Sauvignon Blanc’s aromas range from grass, hay, bell pepper, to the citrus grapefruit, lemon zest, green apples, gooseberries and in some soils, lots of minerals. The flavor profile is similar with refreshing, lively acidity that makes this grape so vegetable, fish and cheese friendly.
But Sauvignon Blanc didn’t have an easy childhood in the U.S. The name was a drawback. Then, early in the 1970s, Robert Mondavi, California’s biggest wine promoter, renamed it Fume Blanc. That did the trick, easier to ask for than Sauvignon Blanc, it soon enjoyed enormous success. The 2011 vintage is, according to the website, “a beautiful, Sancerre-like balance of citrusy fruit and herbal flavors – citrus, honeydew, lemon verbena – with cleansing minerality and racy acidity.”

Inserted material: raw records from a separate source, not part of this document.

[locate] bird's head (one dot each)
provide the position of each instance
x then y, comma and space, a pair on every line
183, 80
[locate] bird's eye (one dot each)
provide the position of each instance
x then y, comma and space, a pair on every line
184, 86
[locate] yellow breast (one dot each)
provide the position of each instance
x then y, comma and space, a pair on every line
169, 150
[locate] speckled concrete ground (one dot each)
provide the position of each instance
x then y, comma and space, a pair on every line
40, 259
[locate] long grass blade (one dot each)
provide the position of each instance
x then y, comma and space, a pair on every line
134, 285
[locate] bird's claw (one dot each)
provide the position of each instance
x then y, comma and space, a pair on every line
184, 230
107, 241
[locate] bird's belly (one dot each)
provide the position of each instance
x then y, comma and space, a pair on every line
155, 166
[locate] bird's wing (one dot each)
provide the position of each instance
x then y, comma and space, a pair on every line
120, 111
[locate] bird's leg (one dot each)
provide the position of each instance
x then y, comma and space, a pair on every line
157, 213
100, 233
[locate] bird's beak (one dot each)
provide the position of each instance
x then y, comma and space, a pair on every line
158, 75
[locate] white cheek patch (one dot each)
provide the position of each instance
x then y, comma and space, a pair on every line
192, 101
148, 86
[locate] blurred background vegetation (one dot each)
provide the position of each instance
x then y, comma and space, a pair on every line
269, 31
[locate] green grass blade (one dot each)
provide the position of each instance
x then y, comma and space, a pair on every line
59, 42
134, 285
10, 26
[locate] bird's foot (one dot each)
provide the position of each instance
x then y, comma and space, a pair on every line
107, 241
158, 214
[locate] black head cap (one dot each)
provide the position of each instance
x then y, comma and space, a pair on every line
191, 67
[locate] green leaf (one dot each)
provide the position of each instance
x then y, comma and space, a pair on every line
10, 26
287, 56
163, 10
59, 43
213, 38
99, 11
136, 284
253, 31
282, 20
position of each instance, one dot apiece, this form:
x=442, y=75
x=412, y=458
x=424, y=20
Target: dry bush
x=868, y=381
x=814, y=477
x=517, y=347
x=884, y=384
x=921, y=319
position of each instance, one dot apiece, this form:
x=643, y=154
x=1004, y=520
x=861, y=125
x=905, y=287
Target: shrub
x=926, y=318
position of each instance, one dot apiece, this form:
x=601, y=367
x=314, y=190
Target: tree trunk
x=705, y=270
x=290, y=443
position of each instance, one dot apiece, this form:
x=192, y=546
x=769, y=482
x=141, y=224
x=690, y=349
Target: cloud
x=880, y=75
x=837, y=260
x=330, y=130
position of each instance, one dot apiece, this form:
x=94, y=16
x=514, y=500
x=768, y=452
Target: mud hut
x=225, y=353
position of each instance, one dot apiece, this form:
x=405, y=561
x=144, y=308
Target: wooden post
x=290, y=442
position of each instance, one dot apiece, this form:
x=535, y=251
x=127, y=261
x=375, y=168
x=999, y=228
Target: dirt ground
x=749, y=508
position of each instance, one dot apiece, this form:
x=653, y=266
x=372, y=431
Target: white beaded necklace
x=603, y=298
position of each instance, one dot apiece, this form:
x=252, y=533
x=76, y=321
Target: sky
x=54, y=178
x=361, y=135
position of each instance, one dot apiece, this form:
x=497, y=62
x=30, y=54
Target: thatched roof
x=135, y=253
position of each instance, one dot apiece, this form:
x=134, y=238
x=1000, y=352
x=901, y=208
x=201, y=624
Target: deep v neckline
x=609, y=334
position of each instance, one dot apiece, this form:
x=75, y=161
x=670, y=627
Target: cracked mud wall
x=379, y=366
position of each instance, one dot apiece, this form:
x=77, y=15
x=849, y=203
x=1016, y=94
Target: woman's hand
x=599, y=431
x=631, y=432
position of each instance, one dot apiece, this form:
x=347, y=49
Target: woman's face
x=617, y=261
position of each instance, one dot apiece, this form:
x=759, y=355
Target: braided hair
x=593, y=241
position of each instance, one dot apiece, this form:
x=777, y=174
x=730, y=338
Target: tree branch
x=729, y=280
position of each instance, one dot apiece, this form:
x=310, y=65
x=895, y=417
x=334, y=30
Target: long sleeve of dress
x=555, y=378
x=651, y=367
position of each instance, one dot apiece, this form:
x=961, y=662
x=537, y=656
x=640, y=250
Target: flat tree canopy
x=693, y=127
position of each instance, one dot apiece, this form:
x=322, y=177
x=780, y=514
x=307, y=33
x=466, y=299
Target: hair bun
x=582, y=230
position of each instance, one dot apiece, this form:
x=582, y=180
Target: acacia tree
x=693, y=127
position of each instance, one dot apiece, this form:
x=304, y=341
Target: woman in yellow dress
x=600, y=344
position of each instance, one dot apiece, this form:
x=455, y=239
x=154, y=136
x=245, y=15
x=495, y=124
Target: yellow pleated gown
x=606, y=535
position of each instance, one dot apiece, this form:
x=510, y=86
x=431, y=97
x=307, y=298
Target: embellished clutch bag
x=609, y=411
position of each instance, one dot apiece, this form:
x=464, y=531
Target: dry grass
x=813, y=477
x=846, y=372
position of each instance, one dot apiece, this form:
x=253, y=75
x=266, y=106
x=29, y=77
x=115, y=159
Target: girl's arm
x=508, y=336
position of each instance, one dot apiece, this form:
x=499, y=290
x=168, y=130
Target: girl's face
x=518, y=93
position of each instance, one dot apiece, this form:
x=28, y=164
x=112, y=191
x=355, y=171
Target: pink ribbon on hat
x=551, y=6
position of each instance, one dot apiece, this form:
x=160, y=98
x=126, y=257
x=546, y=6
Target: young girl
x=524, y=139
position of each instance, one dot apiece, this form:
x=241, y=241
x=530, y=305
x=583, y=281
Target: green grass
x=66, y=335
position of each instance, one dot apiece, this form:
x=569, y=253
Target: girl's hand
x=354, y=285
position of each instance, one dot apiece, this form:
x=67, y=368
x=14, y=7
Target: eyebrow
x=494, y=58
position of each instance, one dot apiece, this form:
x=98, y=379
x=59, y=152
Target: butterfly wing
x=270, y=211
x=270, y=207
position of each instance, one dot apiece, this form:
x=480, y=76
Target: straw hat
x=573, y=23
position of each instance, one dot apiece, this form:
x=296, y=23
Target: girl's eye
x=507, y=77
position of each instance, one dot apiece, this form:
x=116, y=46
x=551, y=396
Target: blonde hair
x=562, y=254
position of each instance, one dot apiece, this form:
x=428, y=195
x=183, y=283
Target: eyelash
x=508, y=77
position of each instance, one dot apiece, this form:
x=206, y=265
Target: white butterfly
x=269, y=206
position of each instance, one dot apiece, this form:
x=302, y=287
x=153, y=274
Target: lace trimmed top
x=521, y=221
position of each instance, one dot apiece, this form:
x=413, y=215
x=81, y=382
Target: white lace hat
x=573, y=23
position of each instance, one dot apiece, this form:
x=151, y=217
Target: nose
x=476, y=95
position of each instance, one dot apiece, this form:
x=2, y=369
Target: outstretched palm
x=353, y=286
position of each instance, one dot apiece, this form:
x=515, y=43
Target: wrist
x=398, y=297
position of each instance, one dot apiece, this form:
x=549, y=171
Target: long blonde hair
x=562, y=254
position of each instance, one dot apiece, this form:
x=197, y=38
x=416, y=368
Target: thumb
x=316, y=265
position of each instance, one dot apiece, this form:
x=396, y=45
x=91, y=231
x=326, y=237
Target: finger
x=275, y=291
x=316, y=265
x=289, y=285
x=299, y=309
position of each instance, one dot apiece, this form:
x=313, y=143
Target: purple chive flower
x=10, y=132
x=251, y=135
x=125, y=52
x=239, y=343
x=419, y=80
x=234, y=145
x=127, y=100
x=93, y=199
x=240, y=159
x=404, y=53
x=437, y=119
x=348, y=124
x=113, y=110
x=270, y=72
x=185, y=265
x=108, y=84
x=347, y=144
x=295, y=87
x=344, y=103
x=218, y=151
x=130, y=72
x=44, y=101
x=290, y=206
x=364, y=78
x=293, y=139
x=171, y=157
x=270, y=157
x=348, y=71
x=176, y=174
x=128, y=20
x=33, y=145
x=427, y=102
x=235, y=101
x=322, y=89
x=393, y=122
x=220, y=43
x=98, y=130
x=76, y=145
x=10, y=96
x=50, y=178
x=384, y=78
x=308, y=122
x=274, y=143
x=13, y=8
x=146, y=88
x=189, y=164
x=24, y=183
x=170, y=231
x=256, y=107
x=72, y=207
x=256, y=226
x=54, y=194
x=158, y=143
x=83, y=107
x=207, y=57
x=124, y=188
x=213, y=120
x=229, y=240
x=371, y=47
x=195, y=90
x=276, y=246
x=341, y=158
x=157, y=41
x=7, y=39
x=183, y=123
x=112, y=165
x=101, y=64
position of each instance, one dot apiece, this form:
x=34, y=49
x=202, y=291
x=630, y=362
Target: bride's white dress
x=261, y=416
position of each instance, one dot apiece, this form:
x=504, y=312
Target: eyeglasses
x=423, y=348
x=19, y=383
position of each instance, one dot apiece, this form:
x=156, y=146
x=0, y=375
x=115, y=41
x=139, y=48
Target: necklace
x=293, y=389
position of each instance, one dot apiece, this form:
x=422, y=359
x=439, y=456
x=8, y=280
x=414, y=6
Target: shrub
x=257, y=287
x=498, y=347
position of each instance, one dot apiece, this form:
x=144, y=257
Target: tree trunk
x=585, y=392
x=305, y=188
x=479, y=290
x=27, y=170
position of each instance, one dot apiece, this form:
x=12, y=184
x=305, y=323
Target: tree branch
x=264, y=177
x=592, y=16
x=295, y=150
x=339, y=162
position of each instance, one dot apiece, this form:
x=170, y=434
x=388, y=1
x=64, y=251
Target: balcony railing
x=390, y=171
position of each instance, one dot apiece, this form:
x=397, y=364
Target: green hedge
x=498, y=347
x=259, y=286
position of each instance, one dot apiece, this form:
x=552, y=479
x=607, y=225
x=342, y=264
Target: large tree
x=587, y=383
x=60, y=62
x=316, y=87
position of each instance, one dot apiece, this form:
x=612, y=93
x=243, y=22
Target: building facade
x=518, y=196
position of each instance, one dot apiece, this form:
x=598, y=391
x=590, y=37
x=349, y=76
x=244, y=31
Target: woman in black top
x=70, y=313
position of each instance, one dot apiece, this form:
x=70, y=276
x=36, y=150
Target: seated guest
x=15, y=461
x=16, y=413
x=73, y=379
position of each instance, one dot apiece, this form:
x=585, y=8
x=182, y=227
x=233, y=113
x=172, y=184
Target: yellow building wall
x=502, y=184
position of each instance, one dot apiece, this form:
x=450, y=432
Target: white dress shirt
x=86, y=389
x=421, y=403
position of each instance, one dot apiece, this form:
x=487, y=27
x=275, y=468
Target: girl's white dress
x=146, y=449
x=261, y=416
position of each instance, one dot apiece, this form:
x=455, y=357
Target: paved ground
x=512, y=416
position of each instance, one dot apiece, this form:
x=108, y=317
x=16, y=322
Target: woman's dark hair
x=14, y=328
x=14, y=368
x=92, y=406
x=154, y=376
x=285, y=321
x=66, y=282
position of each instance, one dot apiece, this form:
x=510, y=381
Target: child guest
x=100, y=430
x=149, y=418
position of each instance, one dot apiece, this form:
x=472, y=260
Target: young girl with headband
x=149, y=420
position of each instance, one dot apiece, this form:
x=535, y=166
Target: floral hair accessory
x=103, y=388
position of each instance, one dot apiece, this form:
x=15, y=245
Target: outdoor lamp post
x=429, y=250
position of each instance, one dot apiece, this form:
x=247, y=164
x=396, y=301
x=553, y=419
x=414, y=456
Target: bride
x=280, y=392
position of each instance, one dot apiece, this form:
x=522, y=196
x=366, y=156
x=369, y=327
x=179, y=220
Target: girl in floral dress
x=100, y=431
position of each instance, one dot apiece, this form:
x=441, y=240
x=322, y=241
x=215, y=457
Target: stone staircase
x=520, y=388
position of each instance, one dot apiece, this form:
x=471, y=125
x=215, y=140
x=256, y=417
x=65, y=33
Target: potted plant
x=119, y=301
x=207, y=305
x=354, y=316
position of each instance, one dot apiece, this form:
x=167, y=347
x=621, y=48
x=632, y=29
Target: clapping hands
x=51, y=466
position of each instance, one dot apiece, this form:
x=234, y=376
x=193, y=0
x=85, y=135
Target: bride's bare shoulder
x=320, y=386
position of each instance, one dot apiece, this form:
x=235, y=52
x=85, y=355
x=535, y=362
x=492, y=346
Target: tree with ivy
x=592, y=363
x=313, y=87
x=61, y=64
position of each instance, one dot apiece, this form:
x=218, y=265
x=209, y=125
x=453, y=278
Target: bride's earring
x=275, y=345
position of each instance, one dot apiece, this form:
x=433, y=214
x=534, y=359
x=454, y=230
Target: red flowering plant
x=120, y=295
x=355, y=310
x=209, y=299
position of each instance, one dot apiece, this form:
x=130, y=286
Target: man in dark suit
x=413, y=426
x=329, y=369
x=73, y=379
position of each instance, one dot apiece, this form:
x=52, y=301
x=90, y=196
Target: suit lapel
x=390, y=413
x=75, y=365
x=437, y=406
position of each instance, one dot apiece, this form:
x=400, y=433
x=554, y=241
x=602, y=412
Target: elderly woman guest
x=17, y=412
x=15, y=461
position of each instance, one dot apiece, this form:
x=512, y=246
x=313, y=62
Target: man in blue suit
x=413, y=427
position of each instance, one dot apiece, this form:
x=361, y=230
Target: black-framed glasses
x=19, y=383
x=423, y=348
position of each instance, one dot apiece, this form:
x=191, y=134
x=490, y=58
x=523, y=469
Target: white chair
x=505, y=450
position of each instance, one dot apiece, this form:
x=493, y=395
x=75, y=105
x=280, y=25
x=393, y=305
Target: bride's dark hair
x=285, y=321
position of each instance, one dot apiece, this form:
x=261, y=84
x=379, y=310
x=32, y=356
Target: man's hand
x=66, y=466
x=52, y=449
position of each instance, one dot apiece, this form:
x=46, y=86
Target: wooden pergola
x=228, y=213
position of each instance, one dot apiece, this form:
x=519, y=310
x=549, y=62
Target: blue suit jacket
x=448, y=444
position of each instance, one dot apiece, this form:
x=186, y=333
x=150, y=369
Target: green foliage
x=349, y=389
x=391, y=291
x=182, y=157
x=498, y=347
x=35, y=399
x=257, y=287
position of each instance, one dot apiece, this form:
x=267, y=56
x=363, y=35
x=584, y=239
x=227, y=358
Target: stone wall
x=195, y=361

Washington’s Chinook Winery’s Sauvignon Blanc has always been a favorite because of its racy acidity, citrus and herb flavors that pair so well with fish, cheese and vegetables. From their website, this 2012 “medium bodied wine shows a very impressive balance between the generous pear and citrus fruits and the crisp acidity.” Around $18.
A relatively vigorous vine, Sauvignon Blanc adapts easily to different kinds of terrior. As an early ripener, growing in colder climates doesn’t pose too much of a problem. It even does well in warmer regions as its naturally high acidity allows it to retain its zinginess even in warmer areas. However, as any grape variety will tell you if it could talk, bring on the bright sunshine and a dry harvest!
This green skinned grape is widely planted around the world. In France, you’ll find it under the name of regions such as Sancerre, Pouilly Fume, and Quincy from the Loire Valley.  In Bordeaux, Graves, Entre-Deux-Mers and Sauterne are the regions that excel with this grape, however, in these regions, Sauvignon Blanc is almost always blended with Sémillon and occasionally Muscadelle. This is particularly true when making a Sauterne.
Australia’s Margaret River wine region also makes a habit of blending their Sauvignon Blanc with Semillon but this is more in the fashion of the dry white Bordeaux wines.
A decade or so ago, New Zealand burst onto the wine world with this grape as their standard bearer. Today, the wine region of Marlborough at the northern tip New Zealand produces more Sauvignon Blanc than all of France put together.
Other areas where you would find this grape, although not to the extent of France and New Zealand, are Chile, South Africa, and the cool yet sunny alpine slopes of Alto Adige in Italy.
The biggest production of Sauvignon Blanc is the United States. Both California and Washington are big contributors with a smattering from Oregon and Idaho.
And here’s a fun fact for all the I-prefer-red-wine drinkers out there. In 1997, DNA fingerprinting pegged the green skinned Sauvignon Blanc grape as a parent of the Cabernet Sauvignon grape. It’s believed this ‘marriage’ with Cabernet Franc happened in Bordeaux around the 18th Century.
The two Sauvignons have a lot in common: name, point of origin, characteristic bell pepper and herbaceous aromas and flavors, vigorous vines that produce large crops and overly dense canopies.
Both parent and offspring are now two of the most widely planted grape varieties in the wine world.